Coming to grips with Abuse of Market Dominant Positions

Competition Commission of Mauritius

By Murli Dhar

Commercial banks grant housing loans to customers. It is usual for such loans to be accompanied by a life assurance or a Decreasing Term Assurance (DTA) policy taken at the cost of the borrower. The insurance policy serves to protect the bank in the event of loss of life or serious disability of the borrower during the usually long currency of the housing loan.

The Executive Director of the Competition Commission of Mauritius (CCM) started an investigation in August 2010 under the Competition Act 2007 to determine whether banks may be restricting loan takers from freedom to opt for a DTA of their own choice and hence at a lower cost in view of a prevailing practice among banks to bundle up the housing loan together with the insurance policy as one package. Other house mortgage lenders may be doing the same but let us focus on banks in the present case.

Banks and insurance companies are distinct entities. The bank might then be selling the insurance product of a company and the cost of the insurance policy would not necessarily be to the best advantage of the borrowing customer if he had the choice to shop around for it on the market. The bank might therefore be using its dominant position vis-à-vis bank customers to make them take up the loan and the DTA as a single package. The investigation has led the Executive Director to the conclusion that “eight of the thirteen banks that were under investigation have engaged in conduct that has the effect of preventing, restricting or distorting competition in breach of section 46 of the (Competition) Act”.

The Communiqué from the CCM dated 30th August 2012 states that the final decision concerning the finding of the Executive Director rests with the board of the CCM and that the board will give a hearing to the concerned banks before putting down its decision in the matter. If the breach is confirmed and the sanction for this breach is pronounced by the CCM’s board, it will act to arrest a tendency among Mauritian commercial and non-commercial (i.e., public bodies) enterprises to take their counterparties for granted.

The hapless customer of the big commercial banks is often confronted with a take-it-or-leave-it attitude on the part of the banks. This is not limited to housing loans which entail a lot of formalities before they are finalised. Although it is stated that bank customers are free to look for the best deals they can secure on the market, the reality is not so simple. Mobility is highly restricted by the market structure and prevailing practices.

First, there has to be a standing banker-customer relationship for someone to strike a deal with a bank. The customer therefore often finds himself tied up to “his/her” bank for practical reasons. This is where his account is to be found. This might also be the only place where all or nearly all his assets are tied up as security for loans taken or still alive at the time another loan is contemplated. It is not impossible, but rather not an easy task, to move the security along, among different lenders unless one is in relatively big business with numerous properties that may be attached as security for distinct facilities obtained. For different reasons of convenience, therefore, the customer is in practice bound to deal with a single bank of which he is a customer.
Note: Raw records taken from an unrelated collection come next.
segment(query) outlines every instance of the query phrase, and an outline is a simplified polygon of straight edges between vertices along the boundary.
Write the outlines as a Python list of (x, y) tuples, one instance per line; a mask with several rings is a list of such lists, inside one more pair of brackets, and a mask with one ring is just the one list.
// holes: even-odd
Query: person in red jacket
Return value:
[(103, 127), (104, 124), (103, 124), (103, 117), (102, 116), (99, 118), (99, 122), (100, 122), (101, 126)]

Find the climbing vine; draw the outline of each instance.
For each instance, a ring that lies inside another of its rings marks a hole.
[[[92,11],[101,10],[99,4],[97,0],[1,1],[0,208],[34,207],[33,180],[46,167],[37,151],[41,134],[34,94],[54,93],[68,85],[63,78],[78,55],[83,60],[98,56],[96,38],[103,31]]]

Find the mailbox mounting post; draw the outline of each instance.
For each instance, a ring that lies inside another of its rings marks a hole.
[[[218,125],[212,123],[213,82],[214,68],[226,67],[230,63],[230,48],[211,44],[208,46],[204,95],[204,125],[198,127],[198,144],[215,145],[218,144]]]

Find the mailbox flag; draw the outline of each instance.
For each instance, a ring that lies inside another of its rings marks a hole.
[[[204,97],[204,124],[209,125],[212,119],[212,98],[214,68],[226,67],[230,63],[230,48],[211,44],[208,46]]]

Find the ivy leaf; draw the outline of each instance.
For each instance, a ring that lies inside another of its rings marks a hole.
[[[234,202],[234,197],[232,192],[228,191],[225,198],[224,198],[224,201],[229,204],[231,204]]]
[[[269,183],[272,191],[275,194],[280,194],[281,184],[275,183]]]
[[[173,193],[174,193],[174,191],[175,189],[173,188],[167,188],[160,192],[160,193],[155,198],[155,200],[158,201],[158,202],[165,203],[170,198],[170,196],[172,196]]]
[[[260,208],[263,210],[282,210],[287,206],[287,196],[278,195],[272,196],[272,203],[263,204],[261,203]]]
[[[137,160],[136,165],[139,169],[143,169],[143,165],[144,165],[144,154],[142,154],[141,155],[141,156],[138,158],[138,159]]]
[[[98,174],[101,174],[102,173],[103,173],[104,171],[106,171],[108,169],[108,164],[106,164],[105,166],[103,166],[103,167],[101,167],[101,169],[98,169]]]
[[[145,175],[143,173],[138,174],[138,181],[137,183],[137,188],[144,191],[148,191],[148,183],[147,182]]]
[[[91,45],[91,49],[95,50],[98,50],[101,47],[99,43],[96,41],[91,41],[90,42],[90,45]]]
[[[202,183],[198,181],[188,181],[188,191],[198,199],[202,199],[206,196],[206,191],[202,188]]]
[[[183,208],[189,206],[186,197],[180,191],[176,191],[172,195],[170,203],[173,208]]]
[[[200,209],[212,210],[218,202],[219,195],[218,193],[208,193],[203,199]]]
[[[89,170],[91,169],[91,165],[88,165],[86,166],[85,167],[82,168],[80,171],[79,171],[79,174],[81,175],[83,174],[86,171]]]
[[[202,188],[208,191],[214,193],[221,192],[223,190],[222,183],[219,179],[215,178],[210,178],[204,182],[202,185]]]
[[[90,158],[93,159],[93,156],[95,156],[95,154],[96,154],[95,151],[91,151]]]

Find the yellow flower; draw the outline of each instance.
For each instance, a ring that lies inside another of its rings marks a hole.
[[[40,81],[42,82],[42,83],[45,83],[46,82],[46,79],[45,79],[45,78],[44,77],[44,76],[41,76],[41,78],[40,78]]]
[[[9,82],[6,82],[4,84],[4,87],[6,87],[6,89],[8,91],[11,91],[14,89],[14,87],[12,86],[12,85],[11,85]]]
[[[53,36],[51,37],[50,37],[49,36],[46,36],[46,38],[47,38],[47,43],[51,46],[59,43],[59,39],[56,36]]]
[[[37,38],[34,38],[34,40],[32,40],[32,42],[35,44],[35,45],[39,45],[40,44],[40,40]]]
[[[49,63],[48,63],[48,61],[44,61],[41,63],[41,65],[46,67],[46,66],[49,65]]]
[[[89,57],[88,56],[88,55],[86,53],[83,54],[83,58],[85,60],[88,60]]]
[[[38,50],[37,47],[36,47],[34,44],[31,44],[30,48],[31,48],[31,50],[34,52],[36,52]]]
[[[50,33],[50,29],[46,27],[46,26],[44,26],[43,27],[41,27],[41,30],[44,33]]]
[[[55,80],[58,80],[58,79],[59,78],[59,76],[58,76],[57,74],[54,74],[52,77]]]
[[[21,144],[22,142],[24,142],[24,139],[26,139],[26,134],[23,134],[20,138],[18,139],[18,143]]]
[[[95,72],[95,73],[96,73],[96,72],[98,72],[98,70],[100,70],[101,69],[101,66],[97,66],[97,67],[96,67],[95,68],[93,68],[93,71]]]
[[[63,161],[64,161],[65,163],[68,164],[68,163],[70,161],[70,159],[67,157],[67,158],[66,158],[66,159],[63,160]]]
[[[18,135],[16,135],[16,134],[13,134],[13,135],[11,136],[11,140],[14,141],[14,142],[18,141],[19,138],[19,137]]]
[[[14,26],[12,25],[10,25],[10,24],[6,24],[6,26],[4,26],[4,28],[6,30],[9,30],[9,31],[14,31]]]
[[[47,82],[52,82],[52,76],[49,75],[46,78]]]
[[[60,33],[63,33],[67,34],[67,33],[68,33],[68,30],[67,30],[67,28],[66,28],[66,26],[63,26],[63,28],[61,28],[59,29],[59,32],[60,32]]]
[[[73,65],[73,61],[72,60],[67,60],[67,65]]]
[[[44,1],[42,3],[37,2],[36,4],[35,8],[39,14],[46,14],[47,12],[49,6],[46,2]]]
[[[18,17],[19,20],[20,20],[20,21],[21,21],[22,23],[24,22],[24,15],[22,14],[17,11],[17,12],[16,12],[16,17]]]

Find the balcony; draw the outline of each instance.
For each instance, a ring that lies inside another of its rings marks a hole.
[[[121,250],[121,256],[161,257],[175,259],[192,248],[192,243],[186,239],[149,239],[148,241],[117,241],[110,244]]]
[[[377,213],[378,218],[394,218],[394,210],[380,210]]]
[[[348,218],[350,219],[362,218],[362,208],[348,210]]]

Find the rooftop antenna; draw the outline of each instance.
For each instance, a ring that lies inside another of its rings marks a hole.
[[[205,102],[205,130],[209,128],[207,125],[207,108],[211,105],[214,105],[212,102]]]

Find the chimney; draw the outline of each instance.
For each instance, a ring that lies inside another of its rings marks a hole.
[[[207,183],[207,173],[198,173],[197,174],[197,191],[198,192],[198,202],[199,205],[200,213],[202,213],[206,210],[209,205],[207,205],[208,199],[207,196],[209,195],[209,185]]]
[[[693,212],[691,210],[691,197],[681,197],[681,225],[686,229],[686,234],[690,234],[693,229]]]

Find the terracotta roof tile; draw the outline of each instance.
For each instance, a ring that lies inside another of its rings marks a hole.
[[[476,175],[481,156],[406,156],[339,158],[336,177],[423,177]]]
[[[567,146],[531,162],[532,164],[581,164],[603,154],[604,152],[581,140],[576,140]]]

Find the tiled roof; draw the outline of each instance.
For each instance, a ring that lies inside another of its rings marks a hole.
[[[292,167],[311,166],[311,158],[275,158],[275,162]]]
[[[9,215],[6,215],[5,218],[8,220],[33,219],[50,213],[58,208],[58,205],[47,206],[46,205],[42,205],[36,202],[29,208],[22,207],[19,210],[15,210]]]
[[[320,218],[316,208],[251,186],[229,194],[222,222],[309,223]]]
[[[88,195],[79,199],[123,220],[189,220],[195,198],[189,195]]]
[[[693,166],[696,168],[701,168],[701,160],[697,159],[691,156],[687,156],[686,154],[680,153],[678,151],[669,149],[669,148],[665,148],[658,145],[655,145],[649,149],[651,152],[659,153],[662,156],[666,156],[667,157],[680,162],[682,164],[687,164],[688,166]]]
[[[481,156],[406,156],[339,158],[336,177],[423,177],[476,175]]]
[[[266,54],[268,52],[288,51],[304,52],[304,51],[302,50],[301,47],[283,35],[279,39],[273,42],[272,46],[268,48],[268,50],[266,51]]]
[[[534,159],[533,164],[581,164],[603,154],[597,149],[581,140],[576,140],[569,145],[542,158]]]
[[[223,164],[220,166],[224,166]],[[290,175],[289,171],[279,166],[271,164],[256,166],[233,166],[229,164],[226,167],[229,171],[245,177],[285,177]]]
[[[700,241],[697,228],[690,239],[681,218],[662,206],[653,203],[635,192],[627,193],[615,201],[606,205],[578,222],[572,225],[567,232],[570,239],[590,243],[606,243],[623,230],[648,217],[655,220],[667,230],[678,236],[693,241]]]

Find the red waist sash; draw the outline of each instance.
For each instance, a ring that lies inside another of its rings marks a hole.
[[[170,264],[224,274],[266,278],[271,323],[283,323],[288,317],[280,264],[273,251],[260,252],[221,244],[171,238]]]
Second, even if the customer were to look for the best deal on the market, he would find little advantage to it as key rates (exchange rate, interest rate, commission for guarantees, L/Cs, Standing Orders, Inward and/or Outward Remittances of funds, Commissions and Service fees duly broken down into as many compartments as possible to the best advantage of banks, etc) are more or less identical at the different banks. It is usually not worth the candle to move from one place to the other, transaction after transaction. Perhaps big business houses could secure some advantage by so doing but that is not applicable to the majority of bank customers who are medium to small transactors.

Banks claim that they are closely aligned in all of these fees, rates and commissions charged because of the close “competition” among them. One wonders whether this holds water or whether others, the smaller banks, are not actually forced to toe the line adopted by banks having dominant positions on the market, if only to remain profitable. In a sense, bank customers are a victim of their own decision not to diversify their banking activity widely enough among the existing banks. The result is that, despite the oncoming of newer banks on the market, they end up paying the prices for banking services as determined by the major banks operating on the market.

In the case that has gone before the Competition Commission presently, it may well be that the local insurance market is as lopsided in structure as the domestic banking market in which a couple only of the entities account for the lion’s share of the market. In other words, there might well be minor price differences for the same policy among insurance companies but not big enough as would be the case if true competition prevailed on the market among companies of equal financial strength capable of honouring their obligations. Unfortunately, it will not be in the domain of the Competition Commission to gauge the comparability of the insurance product on offer by gauging the intrinsic financial strength of individual insurance companies.

We may have to put up with such structural market imperfections which dictate non-competitive prices to consumers of financial services overall. However, it is a step in the right direction for the Competition Commission to make inroads into a market for goods and services which has been riddled with monopoly abuses since centuries and is continuing in this direction especially in the market for goods. This is obvious from successive price hikes of consumer goods, with those traders left behind at the first round following suit at the next round. And so on. The hapless consumer is being depleted at each round but you can’t make a real difference to it if trading bodies like the State Trading Corporation, which were initially set up to stop the abuse, give up their part of the battle on behalf of consumers in the name of liberalisation and price decontrol. The situation is thus not different for the consumer faced with a successive battery of price increases from providers of financial and other services, from the other side.